30 years ago, the WWW went public and conquered the world – DW – 5/1/2023
4 min reada 1989 were revolutions. One of them occurred to the Englishman Tim Berners-Lee: a physicist at the research center of the European Organization for Nuclear Research (Cern), in Geneva, the most famous in the world, was disturbed by the notorious information chaos. Among the various institutes, working groups and numerous projects.
As a solution, he came up with the idea of a digital data network through which scientists could exchange information. The scientist, then 34, briefly sketched out the idea. His boss commented on the note, “Vague yet exciting.” Apparently very vague, because nothing happened in the beginning.
But Berners-Lee continued to think, and the individual components of the World Wide Web were formed: the Uniform Resource Locator (URL) for web addresses, and the HTML language for describing pages, that is, their programming. The HTTP technical protocol for links was working, and a recipe for the browser was finally found.
On April 30, 1993, the world’s public finally saw the result: CERN researchers launched the World Wide Web. The Internet’s triumphal march began, and not much has changed technologically to this day.
Goodbye to paper encyclopedias
Parents today have to explain to their 13-year-old daughter that at that age they knew nothing about the Internet or smartphones. Instead of shopping mall tours, today people shop online.
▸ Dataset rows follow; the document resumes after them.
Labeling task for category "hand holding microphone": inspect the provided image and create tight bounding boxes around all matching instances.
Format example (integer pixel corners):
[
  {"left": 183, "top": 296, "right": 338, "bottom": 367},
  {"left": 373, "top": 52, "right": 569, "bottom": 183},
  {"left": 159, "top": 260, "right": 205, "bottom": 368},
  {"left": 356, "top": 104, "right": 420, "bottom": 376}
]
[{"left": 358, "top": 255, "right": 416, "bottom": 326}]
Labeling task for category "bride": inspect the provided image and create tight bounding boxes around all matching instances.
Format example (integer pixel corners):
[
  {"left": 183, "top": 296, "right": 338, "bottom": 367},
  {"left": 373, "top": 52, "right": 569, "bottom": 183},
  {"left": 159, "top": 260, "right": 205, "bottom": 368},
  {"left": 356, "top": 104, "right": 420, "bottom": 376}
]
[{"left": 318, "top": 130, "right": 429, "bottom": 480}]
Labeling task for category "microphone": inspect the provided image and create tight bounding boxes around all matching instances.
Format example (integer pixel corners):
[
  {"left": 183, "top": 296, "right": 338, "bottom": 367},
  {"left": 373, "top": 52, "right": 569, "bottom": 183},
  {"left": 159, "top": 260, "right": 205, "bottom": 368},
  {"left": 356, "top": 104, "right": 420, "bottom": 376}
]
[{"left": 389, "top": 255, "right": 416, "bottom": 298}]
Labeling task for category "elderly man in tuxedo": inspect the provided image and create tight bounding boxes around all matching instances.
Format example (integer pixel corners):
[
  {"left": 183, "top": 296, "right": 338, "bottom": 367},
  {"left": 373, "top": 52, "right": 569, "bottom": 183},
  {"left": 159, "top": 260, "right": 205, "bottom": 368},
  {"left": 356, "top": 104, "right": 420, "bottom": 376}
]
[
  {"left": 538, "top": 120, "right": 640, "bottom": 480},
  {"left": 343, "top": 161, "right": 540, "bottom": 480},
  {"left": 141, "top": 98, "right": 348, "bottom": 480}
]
Big encyclopedias are forgotten on the shelves like mere dust collectors. While Wikipedia is the go-to for anyone looking for candid information, whether on the Revolution of 1789 or the invention of the Internet itself. Those who need an apartment no longer browse classified ads in newspapers, as they found plenty of ads on real estate portals.
Sometimes confusion, or at least information overload, is the downside of this digital network. In principle, everyone can advertise and publish their views, ideas, products, goods and visions on the network – this is the origin and idea of \u200b\u200bits functionality. Donald Trump is a good example: among other things, the reach of his Twitter account has given him a loyal following, despite — or precisely because of — a lot of misinformation.
Search engines like Google or DuckDuckGo help sort the wheat from the chaff in the seemingly endless field of information. However, at least behind the big digital companies like Google, Apple, Facebook, Amazon, and Microsoft, there are global corporations primarily pursuing their own for-profit interests.
Making Profits by Structuring the Internet: An Odd Thought for Tim Berners-Lee. He could have patented his World Wide Web technology, but chose not to do so on purpose. The search for profit was at odds with his ideal of the free exchange of information.
Artificial intelligence is the next level
Either way, the next level on the internet is just emerging: artificial intelligence (AI). Just a few months ago, it was a program chat It sparked widespread debate: After 30 years of the Internet, the big question is whether this “intelligent virtual assistant” represents the future of the cybernetic.
“As an AI-based language model, I cannot say for sure that ChatGPT is the future of the Internet. The future of the Internet depends on many factors and is constantly changing. However, there are some features of ChatGPT and AI model counterparts that have the potential to influence and transform the Internet,” the program said. About himself when asked by DW.
But it’s important to note that AI models also come with ethical challenges, such as privacy, transparency, and accountability. And at this point the potential new level of the Internet Leaves much to be desired. Because ChatGPT can generate scripts that appear coherent in terms of content, but whose sources remain obscure.
Information transparency model
It is different from what Tim Berners-Lee did 30 years ago: his first site, which had a somewhat technical and complex address – http://info.cern.ch/hypertext/WWW/TheProject.html – contains, even today, basic information About the World Wide Web.
An explanatory text says: “WorldWideWeb (W3) is a comprehensive hypermedia information retrieval initiative aimed at providing global access to a vast world of documents.”
Hypermedia is a term related to hypertext, which denotes texts that contain links, that is, links with other texts. This is how this data network is formed without which today’s world cannot function.
If you have any doubts, you can go back in time. On the world’s first publicly accessible website, there is still a link for project participants. There lies Tim Berners-Lee. The 34-year-old researcher had Extension 3755 at Cern, e-mail: [email protected].
Since then, he has been knighted in the United Kingdom, and given the title “Sir”. And it probably wouldn’t be in the title, since he’s been a professor at MIT and a professor at Oxford since 2016.
To this day Sir Tim Berners-Lee runs the World Wide Web Consortium (W3C) he founded, a committee to standardize technologies on the WWW, where you can search the Internet, with just a few clicks on your smartphone.
“Devoted food specialist. General alcohol fanatic. Amateur explorer. Infuriatingly humble social media scholar. Analyst.”